Alphablog

A list of influences and inspirations.

By Paul McDonagh on 05/10/14 | Category - Comment

Augustines released their first album, Rise Ye Sunken Ships, in 2012. It's a serious record, an emotionally honest record of tragedy. The songs are dark and compelling. I must have listened to the album a hundred times that year. The heartaches and the shocks got me every time. I hadn't fallen in love with a new band for years.

The first time I saw them live was at Latitude in Suffolk. The band had this instant connection with the audience. This after a day spent in front of bands that seemed unaware that people were watching and had paid good money to do so. Bill's voice hit me like the midnight howl of a wolf. He looked like a man living through the pain written about in the songs.

The next show was at Shepherds Bush and that was on a different level.
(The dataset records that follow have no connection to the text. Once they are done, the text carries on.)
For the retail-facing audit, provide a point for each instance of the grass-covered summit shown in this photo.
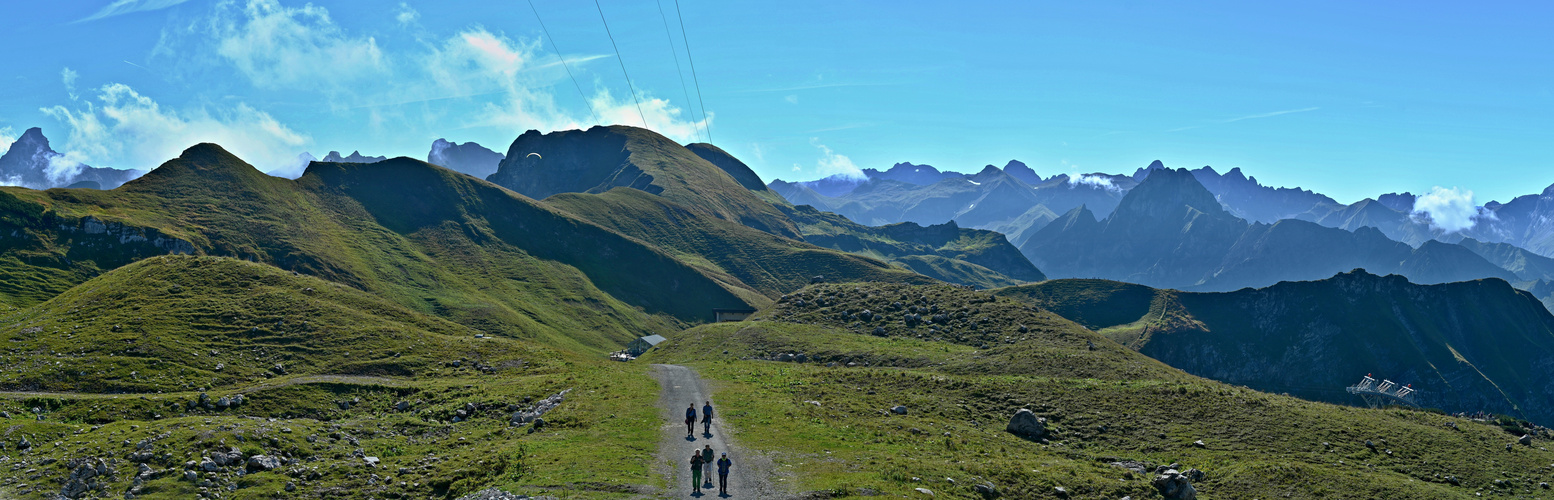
(905, 387)
(600, 159)
(421, 236)
(176, 323)
(1466, 347)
The band, the crowd and the stars were in alignment as soon as Bill let loose the first primal scream of Philadelphia. Songs as lyrically dark as Headlong into the Abyss and Book of James became celebrations. It was the most captivating gig I had seen in years.
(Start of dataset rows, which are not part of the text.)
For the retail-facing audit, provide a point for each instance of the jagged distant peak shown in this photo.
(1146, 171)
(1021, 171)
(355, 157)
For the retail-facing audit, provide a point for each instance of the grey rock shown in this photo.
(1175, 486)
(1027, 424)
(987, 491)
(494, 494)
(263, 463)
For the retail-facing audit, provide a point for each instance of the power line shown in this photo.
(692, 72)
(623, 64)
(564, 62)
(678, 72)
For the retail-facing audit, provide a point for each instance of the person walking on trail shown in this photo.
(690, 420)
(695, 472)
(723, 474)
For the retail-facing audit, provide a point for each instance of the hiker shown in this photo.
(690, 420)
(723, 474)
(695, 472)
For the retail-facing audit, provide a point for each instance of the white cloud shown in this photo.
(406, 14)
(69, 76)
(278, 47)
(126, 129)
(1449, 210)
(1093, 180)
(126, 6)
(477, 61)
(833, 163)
The next morning I booked up to see them at the Birmingham Ballroom. This was a tiny venue, completely different again. The focus was on the slower songs and the interplay between the band. The highlight was an acoustic version of Philadelphia so fragile I didn't know if they were going to make it to the end. Bill's call to “Soak your scars in the ocean sounded like the most poignant line I'd ever heard. I still don't know how they can sing the same song twice in one gig and make me want to hear it again.
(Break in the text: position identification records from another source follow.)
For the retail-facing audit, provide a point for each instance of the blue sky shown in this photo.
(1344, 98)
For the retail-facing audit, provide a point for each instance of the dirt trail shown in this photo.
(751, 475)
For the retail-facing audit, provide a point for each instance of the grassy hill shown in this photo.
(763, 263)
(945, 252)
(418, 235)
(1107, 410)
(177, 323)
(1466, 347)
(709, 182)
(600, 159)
They returned in 2014 with a second album and they pulled it off again. I saw them at Koko in Camden back in April. The new songs, Walkabout and The Avenue, stopped me in my tracks. Towards the end, they came off the stage and played the last songs in the middle of the crowd. There was a power and an intimacy not seen before.

 

They have also covered Bruce Springsteen's Tougher than the Rest. This track is from Tunnel of Love, a Springsteen album that came out when I was a kid. It was written by a man reeling from a divorce and I just didn't get it at the time. I was into the early stuff, the songs about getting out of your hometown and seeking the future. The songs of lost love, betrayal and confusion were lost on me. It was only decades later that I began to understand that record. 

 

This is what is different about Augustines. The songs could only have been written by men who have experienced life when it is broken and it can't be fixed. It is music weighed down with heartbreak. Augustines write about what's left when you've tried the bible, the bottle, the needle and loving people. When you truly know in your bones that your days are numbered. That you're living your life against the clock and it's not worth wasting your time on anything that doesn't deepen your experience. That beauty can only be appreciated when you know how fleeting it all is.